Game-dependent sure. But even your most action-packed table-top adventure is going to be hard-pressed to collect as much loot in the span of an hour as Diablo or Mass Effect gives you in a matter of minutes. Your DM also in most cases is not going to force you to waste time creating inventory for old loot/garbage weapons, which many cRPG's go out of their way to encourage.
The characters simply don't pick up that loot. Much like in TES games - most of the loot is left behind, uncollected. As it should be.
Picking up everything just because it's there is dumb. Which makes games with auto-loot extra dumb.
The thing with loot, though, is that there should be useful items all through the world. The mistake comes in expecting players to collect every last thing. What CRPGs should do, I think, is severely limit inventory, but offer tons of loot. In a tabletop game, a decent GM would enforce weight limits, and make you deal with the wagon caravan of +1 swords you're hauling around everywhere. Feeding those pack animals gets expensive, and sometimes kobolds shoot them with poisoned arrows. really, carrying all that loot isn't worth the trouble.
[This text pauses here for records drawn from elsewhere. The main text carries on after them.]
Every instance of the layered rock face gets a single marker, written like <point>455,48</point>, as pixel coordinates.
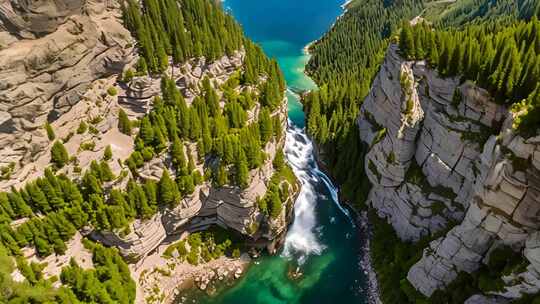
<point>423,145</point>
<point>50,54</point>
<point>443,153</point>
<point>58,60</point>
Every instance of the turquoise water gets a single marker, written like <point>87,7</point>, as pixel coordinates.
<point>322,244</point>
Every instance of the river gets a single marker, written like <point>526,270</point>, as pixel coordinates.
<point>323,243</point>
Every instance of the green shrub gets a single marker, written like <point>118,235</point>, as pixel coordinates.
<point>112,91</point>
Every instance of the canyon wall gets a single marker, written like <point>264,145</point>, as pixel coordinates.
<point>59,61</point>
<point>443,159</point>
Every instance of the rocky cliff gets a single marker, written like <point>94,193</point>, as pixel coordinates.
<point>59,63</point>
<point>50,55</point>
<point>443,157</point>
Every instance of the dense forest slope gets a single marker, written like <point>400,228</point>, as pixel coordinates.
<point>134,124</point>
<point>447,138</point>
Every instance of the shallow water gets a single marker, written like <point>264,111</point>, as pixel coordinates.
<point>323,244</point>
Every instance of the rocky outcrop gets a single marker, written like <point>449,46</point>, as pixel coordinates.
<point>424,134</point>
<point>228,206</point>
<point>50,54</point>
<point>442,151</point>
<point>504,209</point>
<point>143,237</point>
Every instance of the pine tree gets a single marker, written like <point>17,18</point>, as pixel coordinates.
<point>124,124</point>
<point>168,190</point>
<point>107,155</point>
<point>242,170</point>
<point>50,131</point>
<point>266,125</point>
<point>406,41</point>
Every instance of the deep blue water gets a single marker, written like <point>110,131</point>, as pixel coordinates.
<point>322,243</point>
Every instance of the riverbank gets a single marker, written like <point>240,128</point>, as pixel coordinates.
<point>160,279</point>
<point>365,229</point>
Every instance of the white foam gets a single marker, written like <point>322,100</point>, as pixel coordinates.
<point>301,240</point>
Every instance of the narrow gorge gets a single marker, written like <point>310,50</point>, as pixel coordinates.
<point>279,151</point>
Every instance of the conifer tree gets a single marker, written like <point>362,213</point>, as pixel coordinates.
<point>124,124</point>
<point>168,190</point>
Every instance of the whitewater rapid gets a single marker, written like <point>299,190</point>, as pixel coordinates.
<point>301,240</point>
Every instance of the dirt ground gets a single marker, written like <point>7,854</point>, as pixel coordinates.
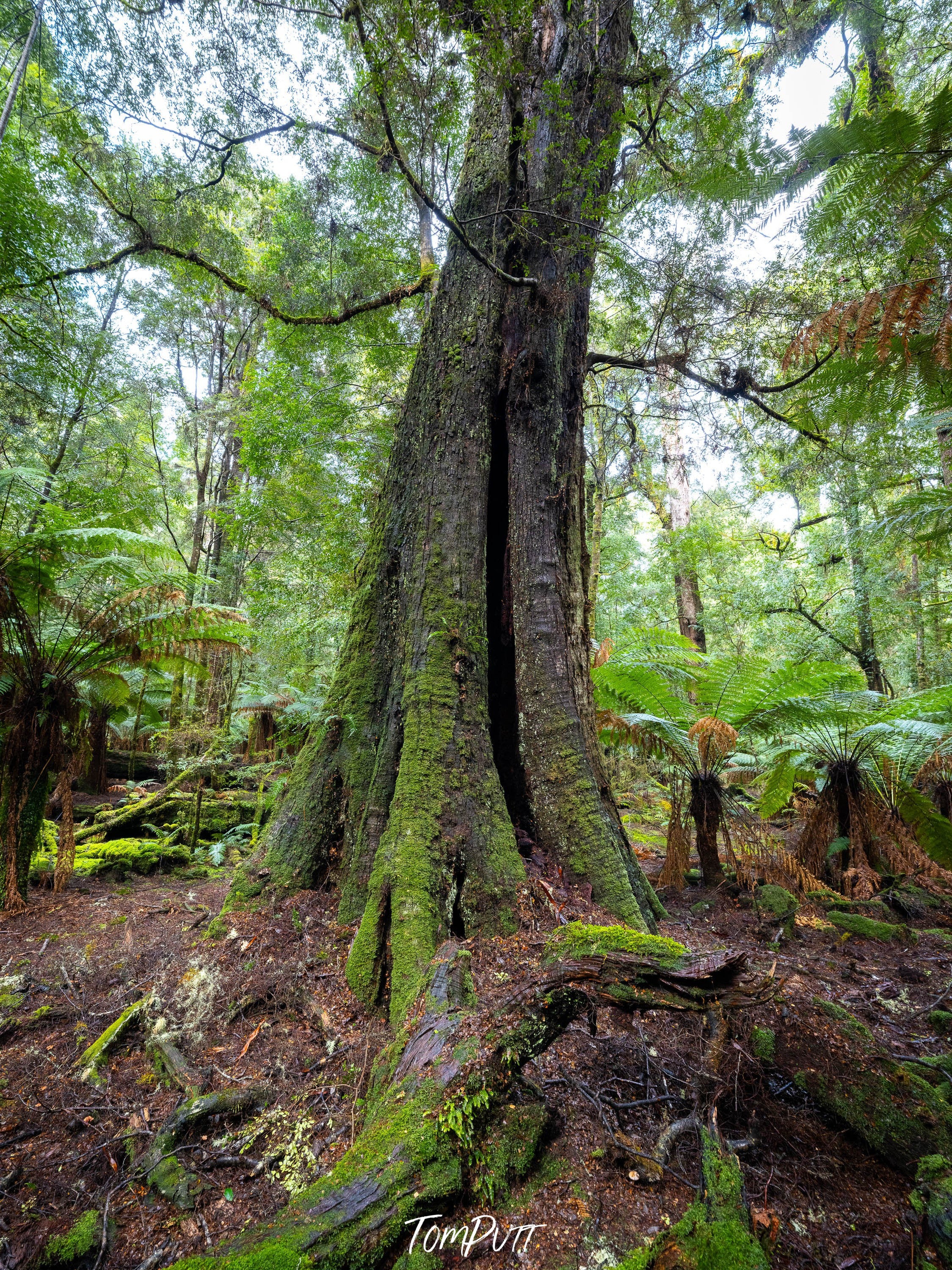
<point>268,1005</point>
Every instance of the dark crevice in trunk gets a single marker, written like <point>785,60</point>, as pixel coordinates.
<point>384,962</point>
<point>503,705</point>
<point>458,926</point>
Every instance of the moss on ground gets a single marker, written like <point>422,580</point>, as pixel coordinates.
<point>83,1236</point>
<point>833,1010</point>
<point>578,940</point>
<point>932,1201</point>
<point>763,1042</point>
<point>125,855</point>
<point>715,1234</point>
<point>902,1110</point>
<point>776,899</point>
<point>870,930</point>
<point>94,1058</point>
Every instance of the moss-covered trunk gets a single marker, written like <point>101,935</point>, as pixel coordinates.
<point>461,710</point>
<point>447,1112</point>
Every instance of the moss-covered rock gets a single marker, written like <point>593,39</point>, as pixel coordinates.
<point>763,1043</point>
<point>853,924</point>
<point>715,1234</point>
<point>122,855</point>
<point>776,901</point>
<point>833,1010</point>
<point>932,1201</point>
<point>83,1239</point>
<point>578,940</point>
<point>903,1110</point>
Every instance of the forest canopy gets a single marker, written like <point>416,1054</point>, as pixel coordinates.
<point>459,459</point>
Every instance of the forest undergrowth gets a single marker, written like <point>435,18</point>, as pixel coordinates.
<point>266,1007</point>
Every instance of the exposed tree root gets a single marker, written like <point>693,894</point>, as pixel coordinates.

But that doesn't mean it shouldn't exist. Because you never know when you might need something.
Quite a few cRPG's are designed with that style: Baldur's Gate, Fallout, Elder Scrolls. The "no direction, do whatever you want" has quite often been a selling point for many of these games.
My first CRPG was like that. Questron offered no direction at all until you'd managed to gain a level, and then the only direction was when you spoke to any merchant, he would say, "Mesron wants to see you." Mesron was the King's court wizard, but the game contained no accurate maps (and no maps at all outside the castle), so even if you wanted to go find Mesron it wasn't clear how you could do that.
I loved that game. Someone should port it to Android or something.
Your DM is not going to stop you going West (except when he does, which feasibly speaking he can do since he's the DM, but ideally he'll get creative about it), but your DM is also going to be trying to give you relevant motives for why you should be dealing with the adventure, based on your character concept. And in many cases, unless the players are going out of their way to be difficult, they'll latch on to some aspect of the DM's plot threads.
The DM might also just move the content he had planned to the west, so you'll find it regardless.